Já conhecemos há tempos a intimidade do diretor Carlos Reichenbach, especialmente burilada em "Alma Corsária", com a água e a música, capazes de dizer muito sem a ajuda do verbo. Em "Dois Córregos", os rios, açudes, várzeas, o mar e a chuva são o caldo em que passado e presente se fundem ao dedilhado líquido do piano.
Sempre um poderoso piano, aqui como em "Alma Corsária", negro e de cauda, ocupando boa parte do quadro em largas sequências, onde a execução de peças musicais (César Franck, principalmente) se torna o assunto essencial. Daí a necessidade de se encontrar um ator que realmente tocasse piano - no caso, a jovem Luciana Brasil.
O herói do filme -um refugiado político escondido no sítio, no pior período do regime militar- parece entender pouco de política, mas sabe tudo de música.
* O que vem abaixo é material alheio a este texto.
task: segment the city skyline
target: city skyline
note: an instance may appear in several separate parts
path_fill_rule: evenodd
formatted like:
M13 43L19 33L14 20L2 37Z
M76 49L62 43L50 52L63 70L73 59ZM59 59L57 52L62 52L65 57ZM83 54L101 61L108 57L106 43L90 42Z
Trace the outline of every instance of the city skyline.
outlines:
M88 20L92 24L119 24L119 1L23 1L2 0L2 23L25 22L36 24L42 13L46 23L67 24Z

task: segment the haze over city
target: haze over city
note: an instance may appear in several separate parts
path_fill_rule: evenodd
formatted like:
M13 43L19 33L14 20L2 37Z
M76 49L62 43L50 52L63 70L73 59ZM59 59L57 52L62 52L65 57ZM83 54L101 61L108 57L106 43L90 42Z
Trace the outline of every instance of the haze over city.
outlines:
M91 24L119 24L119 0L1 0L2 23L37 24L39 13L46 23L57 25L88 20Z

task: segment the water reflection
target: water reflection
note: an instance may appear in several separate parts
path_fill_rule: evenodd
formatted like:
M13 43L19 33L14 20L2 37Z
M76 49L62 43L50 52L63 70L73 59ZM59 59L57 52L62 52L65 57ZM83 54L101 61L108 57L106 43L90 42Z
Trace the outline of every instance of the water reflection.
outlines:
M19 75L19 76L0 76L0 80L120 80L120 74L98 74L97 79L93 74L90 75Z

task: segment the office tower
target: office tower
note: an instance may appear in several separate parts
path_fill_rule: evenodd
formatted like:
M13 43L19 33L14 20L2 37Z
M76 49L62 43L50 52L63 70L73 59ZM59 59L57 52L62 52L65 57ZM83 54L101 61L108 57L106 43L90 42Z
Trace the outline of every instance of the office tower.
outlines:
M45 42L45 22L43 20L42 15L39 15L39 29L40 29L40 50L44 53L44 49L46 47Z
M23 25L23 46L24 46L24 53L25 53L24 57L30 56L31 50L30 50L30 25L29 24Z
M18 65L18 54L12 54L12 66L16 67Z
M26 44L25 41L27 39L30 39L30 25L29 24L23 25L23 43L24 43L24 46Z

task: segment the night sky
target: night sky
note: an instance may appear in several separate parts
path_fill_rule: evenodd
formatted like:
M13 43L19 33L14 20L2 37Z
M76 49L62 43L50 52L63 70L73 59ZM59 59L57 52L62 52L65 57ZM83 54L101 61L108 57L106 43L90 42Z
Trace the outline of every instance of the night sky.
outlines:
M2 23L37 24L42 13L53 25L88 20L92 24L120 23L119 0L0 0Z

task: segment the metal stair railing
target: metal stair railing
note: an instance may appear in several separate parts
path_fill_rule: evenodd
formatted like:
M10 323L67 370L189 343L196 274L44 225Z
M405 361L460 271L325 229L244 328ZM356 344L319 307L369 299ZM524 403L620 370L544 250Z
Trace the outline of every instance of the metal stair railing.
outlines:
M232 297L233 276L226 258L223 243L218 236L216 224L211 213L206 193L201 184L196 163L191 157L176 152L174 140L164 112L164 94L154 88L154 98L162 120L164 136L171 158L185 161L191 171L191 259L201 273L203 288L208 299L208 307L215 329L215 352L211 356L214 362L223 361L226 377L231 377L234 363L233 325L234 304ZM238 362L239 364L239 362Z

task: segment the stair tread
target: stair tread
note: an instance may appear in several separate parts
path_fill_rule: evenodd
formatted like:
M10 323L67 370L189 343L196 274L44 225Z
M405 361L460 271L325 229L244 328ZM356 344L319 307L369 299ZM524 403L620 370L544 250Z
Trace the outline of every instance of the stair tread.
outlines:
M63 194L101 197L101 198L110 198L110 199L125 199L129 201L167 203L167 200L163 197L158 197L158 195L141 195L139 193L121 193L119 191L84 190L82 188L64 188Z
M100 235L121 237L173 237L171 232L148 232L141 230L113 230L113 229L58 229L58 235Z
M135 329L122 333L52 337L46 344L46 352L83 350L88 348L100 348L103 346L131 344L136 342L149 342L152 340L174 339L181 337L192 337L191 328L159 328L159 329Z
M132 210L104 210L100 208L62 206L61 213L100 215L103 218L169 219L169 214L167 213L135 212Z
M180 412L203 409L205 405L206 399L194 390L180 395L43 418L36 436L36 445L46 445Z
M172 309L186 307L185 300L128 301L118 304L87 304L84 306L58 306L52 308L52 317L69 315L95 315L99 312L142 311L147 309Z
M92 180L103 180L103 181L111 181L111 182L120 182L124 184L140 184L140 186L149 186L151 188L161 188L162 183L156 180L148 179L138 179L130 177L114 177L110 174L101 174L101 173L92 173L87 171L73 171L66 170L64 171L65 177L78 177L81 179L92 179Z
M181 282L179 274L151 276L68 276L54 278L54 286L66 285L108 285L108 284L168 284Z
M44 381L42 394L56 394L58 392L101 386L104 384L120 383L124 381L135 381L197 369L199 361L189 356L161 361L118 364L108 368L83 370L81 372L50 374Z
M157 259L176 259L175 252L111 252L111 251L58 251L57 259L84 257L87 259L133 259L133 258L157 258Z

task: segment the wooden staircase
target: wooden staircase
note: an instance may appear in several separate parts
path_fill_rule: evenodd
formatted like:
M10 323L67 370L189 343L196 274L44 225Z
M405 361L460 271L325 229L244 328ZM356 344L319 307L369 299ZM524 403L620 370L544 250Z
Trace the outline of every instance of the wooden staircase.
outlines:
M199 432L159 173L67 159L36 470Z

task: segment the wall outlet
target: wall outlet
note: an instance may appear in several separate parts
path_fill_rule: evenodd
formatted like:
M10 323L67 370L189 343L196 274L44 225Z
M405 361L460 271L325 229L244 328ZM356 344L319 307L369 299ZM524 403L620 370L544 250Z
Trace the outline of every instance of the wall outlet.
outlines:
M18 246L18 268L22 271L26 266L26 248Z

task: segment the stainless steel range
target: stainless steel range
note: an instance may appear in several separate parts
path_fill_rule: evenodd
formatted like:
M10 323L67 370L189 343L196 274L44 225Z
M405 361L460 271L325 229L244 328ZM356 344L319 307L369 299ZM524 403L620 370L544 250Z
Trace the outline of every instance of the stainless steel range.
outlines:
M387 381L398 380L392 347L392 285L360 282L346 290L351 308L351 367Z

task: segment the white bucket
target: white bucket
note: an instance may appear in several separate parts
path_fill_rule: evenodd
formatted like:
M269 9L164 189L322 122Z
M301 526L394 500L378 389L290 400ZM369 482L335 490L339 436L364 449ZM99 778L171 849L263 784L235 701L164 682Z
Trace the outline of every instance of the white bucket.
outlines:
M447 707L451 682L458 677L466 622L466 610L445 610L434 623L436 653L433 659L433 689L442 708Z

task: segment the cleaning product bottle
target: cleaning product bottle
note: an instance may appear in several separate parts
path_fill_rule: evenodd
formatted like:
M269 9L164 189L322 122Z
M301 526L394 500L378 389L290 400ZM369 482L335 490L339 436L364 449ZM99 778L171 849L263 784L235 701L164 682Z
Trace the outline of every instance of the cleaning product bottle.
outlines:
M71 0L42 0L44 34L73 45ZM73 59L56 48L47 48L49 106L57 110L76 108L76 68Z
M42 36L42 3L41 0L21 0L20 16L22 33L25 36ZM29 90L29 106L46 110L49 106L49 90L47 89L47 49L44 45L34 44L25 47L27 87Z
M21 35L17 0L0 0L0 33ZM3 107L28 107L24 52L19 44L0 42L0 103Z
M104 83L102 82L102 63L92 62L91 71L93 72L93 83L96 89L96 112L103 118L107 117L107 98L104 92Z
As duas adolescentes (uma exímia pianista, filha de um general, e a filha do dono do sítio) e a garota mais velha (irmã de criação desta), que passam as férias ali, sabem apenas que o forasteiro sabe alguma coisa, e todas as três se apaixonam por ele. Como num outro grande filme, "O Rio" (1950), de Jean Renoir, intuem no forasteiro, pela força da água e da música, os mistérios do sexo.
Em "O Rio", como em "Dois Córregos", o herói sofre a dor de uma grande perda. Naquele filme, um soldado perdera a perna na guerra; neste, o guerrilheiro teve de se separar de seus dois filhos, cujos rostos agora não consegue recordar (isto é contado em planos antológicos de duas crianças com os rostos apagados pelo excesso de luz). As adolescentes, em ambos os filmes, se apaixonam pela dor de seus homens e, com eles, aprendem a perder - e a sobreviver.
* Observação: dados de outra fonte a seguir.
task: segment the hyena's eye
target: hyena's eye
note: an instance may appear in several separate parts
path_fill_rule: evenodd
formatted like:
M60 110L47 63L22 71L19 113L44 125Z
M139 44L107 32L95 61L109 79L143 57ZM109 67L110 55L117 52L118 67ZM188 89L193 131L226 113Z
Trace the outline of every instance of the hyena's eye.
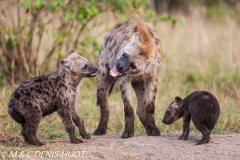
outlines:
M166 114L167 114L167 115L170 115L170 114L171 114L171 111L166 111Z
M83 68L82 68L82 70L85 70L85 69L87 69L87 65L83 66Z
M131 66L132 69L136 69L137 68L137 66L134 63L131 63L130 66Z
M128 55L127 55L127 53L123 53L123 55L122 55L124 58L128 58Z

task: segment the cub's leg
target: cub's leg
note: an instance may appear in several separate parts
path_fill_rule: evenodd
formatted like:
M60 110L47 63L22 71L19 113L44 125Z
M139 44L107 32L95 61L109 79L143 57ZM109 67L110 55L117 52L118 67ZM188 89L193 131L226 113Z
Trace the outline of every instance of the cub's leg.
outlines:
M85 127L84 127L84 121L83 119L79 116L77 111L74 109L72 111L72 119L73 122L76 124L76 126L79 128L79 133L84 139L90 139L91 136L87 134Z
M59 106L57 112L63 120L63 124L69 134L71 143L82 143L83 141L78 139L75 135L75 125L72 120L71 109L68 106Z

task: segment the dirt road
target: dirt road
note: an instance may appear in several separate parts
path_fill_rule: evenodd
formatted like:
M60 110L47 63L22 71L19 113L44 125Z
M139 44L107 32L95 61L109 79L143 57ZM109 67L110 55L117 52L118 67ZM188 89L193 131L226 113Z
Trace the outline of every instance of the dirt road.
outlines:
M70 144L66 137L39 149L84 151L84 156L80 159L240 160L240 134L211 135L210 143L204 145L195 145L201 138L200 134L191 133L187 141L177 140L180 135L179 131L165 133L160 137L142 133L121 139L119 134L107 134L92 136L90 140L77 145Z

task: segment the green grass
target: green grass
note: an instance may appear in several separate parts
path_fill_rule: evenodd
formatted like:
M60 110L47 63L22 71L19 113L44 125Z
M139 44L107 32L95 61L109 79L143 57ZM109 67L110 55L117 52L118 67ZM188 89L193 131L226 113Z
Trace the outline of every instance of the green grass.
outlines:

Filme de formação por excelência, "Dois Córregos" focaliza um momento especialmente dolorido do Brasil, obrigado a viver em segredo, mas um momento também em que as experiências tinham a intensidade do nascimento e da morte. E Reichenbach acertou ao fazer a intensidade emergir da contenção.
Beth Goulart, em silêncio com os olhos rasos d'água, Ingra Liberato muda sob o chuveiro, a jovem Vanessa Goulart calada e com os braços sempre cruzados sobre os seios fartos são imagens de extraordinária eloquência sobre um estado de espírito indizível.
Mas, sobretudo Carlos Alberto Riccelli, o refugiado político, alcançou em "Dois Córregos", com o trabalho de contenção, o auge de sua carreira. Suas falas breves e roucas, suas carícias interrompidas com as meninas, seus olhos erradios exprimem à perfeição o tormento da saudade dos filhos e o desejo irrefreável de amar uma mulher que é todas e nenhuma. Riccelli, em "Dois Córregos", é o retrato de um Brasil perdido, à deriva entre dois ou mais rios, um país que se ama e se quer lembrar, mas que perdeu o perfil.